# Data sources
There are many different types of data sources that can be used to enhance information controls research. Five particularly relevant data sources are discussed below: OONI, RIPE, Wehe, Rapid7 Labs, and Censored Planet. A list of additional sources that can be used to help detect censorship events is also provided.
# OONI
OONI, the Open Observatory of Network Interference, is a global observation network and free software used to detect censorship, surveillance, and traffic manipulation on the Internet. OONI uses Free and Open Source Software (FL/OSS) to share observations and data about network interference. Since 2012, OONI has collected millions of network measurements from more than 200 countries around the world. It serves as a powerful resource for researchers, journalists, lawyers, activists, and advocates interested in exploring network anomalies. Interested researchers can obtain and analyze OONI data through OONI explorer and OONI API.
# OONI explorer
OONI Explorer is an easy way to access and review data that has been gathered by other OONI users. It provides a graphical data repository per country, allowing anyone to explore and interact with the network measurements that have been collected through OONI probes.

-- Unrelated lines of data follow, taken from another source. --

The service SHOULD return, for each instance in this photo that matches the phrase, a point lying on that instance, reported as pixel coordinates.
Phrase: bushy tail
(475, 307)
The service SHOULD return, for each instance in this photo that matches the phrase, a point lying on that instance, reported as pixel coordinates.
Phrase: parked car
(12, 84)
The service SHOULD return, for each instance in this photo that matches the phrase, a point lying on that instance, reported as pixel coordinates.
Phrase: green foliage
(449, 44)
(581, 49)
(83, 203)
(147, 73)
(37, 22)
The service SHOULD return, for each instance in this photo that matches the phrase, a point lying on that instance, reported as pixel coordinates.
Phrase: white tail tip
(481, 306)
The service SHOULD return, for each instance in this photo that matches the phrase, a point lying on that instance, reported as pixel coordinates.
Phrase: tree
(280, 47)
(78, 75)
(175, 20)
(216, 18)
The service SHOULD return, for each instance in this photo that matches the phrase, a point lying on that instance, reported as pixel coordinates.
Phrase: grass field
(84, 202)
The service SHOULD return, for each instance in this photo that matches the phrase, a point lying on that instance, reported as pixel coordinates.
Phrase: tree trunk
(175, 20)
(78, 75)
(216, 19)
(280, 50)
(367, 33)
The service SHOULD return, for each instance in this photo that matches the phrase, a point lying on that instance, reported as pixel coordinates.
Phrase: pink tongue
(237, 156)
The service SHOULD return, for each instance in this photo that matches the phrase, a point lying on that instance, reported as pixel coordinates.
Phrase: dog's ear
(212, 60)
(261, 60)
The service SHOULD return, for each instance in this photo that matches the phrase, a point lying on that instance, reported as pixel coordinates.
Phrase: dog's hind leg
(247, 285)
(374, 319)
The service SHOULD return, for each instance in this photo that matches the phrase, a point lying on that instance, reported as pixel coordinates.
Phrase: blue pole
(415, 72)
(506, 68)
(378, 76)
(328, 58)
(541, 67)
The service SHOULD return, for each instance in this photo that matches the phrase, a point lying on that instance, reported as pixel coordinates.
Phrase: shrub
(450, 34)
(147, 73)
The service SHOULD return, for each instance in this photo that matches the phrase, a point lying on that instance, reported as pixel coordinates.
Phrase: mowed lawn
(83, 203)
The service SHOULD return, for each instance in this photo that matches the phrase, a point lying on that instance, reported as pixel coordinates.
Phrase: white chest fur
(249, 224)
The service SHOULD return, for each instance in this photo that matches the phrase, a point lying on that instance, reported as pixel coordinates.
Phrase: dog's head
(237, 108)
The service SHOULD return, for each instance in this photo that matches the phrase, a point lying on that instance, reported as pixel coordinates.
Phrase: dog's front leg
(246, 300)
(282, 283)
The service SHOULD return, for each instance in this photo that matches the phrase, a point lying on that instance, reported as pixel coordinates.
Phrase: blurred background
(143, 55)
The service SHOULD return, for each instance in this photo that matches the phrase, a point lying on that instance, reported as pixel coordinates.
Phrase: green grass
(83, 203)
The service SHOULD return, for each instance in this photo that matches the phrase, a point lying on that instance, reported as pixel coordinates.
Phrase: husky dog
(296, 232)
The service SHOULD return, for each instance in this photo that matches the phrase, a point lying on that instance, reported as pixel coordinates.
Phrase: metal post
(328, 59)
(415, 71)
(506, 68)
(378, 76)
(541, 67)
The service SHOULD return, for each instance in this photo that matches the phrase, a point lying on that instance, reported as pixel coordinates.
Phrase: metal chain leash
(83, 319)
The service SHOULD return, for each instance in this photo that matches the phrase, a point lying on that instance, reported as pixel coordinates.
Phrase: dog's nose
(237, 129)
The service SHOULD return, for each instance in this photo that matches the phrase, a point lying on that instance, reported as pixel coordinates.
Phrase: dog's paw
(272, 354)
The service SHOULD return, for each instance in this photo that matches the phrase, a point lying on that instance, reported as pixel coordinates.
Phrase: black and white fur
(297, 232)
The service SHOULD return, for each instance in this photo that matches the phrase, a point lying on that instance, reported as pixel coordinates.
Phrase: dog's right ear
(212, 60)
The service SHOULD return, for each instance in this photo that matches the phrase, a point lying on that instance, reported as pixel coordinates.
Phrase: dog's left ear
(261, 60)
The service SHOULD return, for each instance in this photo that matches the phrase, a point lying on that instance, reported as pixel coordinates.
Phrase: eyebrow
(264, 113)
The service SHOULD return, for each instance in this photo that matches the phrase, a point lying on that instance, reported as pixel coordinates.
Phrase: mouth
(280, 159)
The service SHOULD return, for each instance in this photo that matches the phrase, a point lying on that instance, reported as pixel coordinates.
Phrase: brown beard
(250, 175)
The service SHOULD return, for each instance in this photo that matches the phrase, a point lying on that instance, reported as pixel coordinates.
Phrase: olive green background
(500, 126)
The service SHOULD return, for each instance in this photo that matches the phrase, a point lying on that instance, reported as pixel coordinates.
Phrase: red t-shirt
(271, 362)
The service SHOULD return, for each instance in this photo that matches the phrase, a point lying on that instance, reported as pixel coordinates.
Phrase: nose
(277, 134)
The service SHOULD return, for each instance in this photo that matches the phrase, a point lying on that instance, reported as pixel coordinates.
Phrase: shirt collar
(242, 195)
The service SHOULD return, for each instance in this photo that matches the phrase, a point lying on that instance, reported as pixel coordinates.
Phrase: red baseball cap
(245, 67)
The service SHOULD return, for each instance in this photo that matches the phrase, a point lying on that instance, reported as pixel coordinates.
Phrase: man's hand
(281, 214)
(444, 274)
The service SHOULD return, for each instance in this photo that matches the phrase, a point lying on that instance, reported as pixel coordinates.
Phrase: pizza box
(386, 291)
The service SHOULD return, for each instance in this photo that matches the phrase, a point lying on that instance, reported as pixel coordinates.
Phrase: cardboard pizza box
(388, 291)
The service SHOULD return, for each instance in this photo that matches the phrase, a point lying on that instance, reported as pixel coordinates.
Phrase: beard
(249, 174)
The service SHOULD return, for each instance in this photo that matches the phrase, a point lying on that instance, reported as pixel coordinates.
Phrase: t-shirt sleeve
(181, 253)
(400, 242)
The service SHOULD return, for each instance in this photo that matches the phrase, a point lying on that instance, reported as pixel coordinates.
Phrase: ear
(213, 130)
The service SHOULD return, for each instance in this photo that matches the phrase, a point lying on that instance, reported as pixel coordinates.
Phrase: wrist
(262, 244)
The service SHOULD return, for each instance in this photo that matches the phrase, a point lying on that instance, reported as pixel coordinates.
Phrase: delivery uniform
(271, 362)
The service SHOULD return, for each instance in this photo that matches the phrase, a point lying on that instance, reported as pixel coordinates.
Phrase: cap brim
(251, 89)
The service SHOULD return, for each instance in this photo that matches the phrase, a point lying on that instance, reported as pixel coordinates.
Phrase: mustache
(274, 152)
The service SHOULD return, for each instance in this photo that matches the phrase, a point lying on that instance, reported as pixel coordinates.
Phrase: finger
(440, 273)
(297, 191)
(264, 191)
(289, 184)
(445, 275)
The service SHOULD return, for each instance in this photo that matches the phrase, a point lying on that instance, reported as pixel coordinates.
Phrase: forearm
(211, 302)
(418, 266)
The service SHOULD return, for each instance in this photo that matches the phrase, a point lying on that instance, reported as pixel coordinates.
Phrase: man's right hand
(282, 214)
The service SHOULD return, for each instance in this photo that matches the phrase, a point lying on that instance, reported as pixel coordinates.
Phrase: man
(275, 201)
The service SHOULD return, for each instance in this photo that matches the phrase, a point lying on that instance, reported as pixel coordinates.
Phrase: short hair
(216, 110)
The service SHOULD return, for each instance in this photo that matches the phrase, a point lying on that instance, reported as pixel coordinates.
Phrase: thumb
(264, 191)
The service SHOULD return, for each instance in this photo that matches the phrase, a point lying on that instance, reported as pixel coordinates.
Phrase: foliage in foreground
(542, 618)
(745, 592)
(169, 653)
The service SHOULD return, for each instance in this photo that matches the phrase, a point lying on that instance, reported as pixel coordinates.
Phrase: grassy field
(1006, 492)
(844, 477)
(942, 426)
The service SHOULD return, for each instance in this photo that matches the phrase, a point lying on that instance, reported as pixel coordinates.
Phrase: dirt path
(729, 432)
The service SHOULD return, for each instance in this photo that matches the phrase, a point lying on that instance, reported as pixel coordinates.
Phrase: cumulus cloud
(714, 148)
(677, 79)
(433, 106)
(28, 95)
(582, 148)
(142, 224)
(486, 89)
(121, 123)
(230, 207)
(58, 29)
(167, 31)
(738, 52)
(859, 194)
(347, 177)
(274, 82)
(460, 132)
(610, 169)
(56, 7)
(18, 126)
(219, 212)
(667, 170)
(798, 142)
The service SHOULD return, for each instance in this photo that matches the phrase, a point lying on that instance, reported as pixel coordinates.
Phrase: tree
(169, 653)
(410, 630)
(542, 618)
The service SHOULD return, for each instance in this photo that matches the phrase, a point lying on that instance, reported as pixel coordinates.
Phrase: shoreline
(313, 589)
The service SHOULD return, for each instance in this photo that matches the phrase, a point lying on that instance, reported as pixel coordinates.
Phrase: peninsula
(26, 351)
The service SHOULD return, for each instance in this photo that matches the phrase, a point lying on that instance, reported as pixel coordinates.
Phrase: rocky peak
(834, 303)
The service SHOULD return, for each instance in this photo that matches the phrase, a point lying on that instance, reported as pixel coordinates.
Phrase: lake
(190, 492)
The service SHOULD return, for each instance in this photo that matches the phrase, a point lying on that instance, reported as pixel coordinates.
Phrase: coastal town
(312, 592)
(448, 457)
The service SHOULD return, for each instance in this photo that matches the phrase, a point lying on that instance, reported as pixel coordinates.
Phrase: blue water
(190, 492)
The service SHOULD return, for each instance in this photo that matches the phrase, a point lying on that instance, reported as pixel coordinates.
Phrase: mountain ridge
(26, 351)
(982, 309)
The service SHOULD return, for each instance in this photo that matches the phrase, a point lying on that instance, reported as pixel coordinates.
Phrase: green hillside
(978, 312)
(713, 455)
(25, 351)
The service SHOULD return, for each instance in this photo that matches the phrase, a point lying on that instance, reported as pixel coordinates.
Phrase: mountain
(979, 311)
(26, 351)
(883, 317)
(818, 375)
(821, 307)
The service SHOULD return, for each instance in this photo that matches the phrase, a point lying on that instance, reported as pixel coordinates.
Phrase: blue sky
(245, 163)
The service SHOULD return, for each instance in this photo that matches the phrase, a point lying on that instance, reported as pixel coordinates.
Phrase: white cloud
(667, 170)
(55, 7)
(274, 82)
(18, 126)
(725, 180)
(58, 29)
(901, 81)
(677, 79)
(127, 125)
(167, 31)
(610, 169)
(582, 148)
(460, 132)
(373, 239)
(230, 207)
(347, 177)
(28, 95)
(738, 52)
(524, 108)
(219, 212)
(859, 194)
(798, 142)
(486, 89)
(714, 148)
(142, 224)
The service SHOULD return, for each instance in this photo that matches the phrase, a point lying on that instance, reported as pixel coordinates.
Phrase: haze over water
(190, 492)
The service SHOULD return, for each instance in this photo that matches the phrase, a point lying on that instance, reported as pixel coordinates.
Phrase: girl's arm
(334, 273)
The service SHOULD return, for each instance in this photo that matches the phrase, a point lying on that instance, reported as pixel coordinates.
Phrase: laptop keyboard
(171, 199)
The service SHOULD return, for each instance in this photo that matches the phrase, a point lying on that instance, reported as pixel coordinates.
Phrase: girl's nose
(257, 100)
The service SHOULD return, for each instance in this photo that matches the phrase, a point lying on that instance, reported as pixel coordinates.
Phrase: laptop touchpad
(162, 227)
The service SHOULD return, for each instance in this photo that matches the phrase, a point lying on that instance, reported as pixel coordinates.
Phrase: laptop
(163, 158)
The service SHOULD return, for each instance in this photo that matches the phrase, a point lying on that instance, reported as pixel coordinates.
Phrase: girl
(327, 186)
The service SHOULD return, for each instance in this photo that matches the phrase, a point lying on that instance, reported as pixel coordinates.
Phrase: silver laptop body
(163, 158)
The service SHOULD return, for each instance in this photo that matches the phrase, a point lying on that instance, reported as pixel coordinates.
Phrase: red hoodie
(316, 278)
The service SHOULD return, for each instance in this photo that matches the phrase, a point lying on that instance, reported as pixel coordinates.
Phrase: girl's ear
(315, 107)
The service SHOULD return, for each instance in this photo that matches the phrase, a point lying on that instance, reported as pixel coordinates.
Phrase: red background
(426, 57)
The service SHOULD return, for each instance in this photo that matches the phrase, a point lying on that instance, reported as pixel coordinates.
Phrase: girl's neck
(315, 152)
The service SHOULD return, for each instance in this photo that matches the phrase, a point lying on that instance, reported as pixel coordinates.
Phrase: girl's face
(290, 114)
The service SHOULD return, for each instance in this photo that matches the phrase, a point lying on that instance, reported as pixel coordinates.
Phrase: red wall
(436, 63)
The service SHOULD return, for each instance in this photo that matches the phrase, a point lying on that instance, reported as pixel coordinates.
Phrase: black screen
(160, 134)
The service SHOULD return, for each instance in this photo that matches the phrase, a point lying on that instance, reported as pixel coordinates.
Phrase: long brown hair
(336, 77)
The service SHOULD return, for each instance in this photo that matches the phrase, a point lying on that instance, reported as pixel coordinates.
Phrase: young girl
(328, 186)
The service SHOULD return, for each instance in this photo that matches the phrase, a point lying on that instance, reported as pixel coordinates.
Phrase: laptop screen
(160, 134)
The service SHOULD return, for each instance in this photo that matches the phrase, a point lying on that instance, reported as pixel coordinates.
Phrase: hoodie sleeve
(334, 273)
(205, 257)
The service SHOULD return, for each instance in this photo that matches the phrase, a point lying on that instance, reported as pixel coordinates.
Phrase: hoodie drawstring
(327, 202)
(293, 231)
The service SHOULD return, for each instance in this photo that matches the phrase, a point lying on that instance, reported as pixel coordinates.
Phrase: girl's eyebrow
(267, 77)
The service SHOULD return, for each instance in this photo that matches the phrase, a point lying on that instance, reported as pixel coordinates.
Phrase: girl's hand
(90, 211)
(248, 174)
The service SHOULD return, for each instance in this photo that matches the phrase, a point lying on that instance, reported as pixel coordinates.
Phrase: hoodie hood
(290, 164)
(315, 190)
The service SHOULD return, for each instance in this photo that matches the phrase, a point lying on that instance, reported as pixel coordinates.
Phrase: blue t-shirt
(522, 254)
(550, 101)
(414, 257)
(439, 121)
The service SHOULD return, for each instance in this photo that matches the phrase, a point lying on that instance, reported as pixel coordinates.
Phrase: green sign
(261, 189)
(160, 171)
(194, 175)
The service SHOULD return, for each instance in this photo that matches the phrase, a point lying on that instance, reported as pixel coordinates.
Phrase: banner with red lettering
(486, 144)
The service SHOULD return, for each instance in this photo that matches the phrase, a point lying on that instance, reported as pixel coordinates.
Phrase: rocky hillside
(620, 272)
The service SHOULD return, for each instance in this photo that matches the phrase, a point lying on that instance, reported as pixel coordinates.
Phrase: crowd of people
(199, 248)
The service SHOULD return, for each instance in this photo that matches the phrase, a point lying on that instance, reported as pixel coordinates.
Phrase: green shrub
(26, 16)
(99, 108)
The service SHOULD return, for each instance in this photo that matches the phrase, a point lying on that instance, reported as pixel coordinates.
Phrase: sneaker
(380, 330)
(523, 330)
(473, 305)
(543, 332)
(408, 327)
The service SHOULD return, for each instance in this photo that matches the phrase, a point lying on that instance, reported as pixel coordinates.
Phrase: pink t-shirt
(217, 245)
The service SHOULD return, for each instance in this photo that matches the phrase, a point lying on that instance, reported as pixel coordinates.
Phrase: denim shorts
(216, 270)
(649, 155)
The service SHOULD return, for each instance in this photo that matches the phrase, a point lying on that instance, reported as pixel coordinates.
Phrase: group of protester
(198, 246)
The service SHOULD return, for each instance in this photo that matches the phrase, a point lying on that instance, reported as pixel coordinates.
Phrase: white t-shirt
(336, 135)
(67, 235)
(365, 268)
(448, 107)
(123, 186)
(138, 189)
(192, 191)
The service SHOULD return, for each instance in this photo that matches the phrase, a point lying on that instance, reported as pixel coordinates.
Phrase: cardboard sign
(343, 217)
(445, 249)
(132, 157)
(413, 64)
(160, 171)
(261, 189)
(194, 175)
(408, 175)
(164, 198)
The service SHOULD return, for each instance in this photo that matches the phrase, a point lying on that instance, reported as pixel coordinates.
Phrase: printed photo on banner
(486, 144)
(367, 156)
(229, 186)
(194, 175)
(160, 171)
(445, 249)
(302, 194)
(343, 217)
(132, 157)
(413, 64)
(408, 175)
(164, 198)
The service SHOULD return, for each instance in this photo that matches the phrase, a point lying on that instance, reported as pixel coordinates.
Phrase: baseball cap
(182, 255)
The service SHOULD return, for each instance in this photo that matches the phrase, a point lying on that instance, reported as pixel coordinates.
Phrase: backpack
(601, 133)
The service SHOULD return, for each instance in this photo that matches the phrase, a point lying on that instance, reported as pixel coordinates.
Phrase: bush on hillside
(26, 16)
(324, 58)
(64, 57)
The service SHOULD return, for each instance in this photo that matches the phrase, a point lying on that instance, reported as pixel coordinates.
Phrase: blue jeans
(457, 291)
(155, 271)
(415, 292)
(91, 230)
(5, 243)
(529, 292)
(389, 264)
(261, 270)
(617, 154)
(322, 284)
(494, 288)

With it, users can:
- Quickly perform fast queries of OONI data.
- View which websites were most recently blocked in each country.
- Review measurement coverage by test class and tested URL.
- Search within all OONI data with different criteria (blocked URLs, anomalies, ASN).
- Limitation: Can be time consuming while performing queries and analyzing reports in a wide data range of reports.
# OONI measurements API
OONI API offers a programmatic way to access, download, and search OONI data. With it, users can:
- Access complete data (raw network measurements in JSON file format).
- Perform fast data analysis.
- Limitation: Data needs to be downloaded (sufficient storage, network bandwidth required).
Additional examples of how to use OONI data can be found in the Data analysis section of the magma guide: How to use OONI data.
# RIPE
RIPE is the regional Internet registry for Europe, the Middle East, and parts of Central Asia. As such, it allocates and registers blocks of Internet number resources to Internet service providers (ISPs) and other organizations. The not-for-profit organization works to support the RIPE (Réseaux IP Européens) community and the wider Internet community. The RIPE NCC membership consists primarily of Internet service providers, telecommunication organizations, and large corporations.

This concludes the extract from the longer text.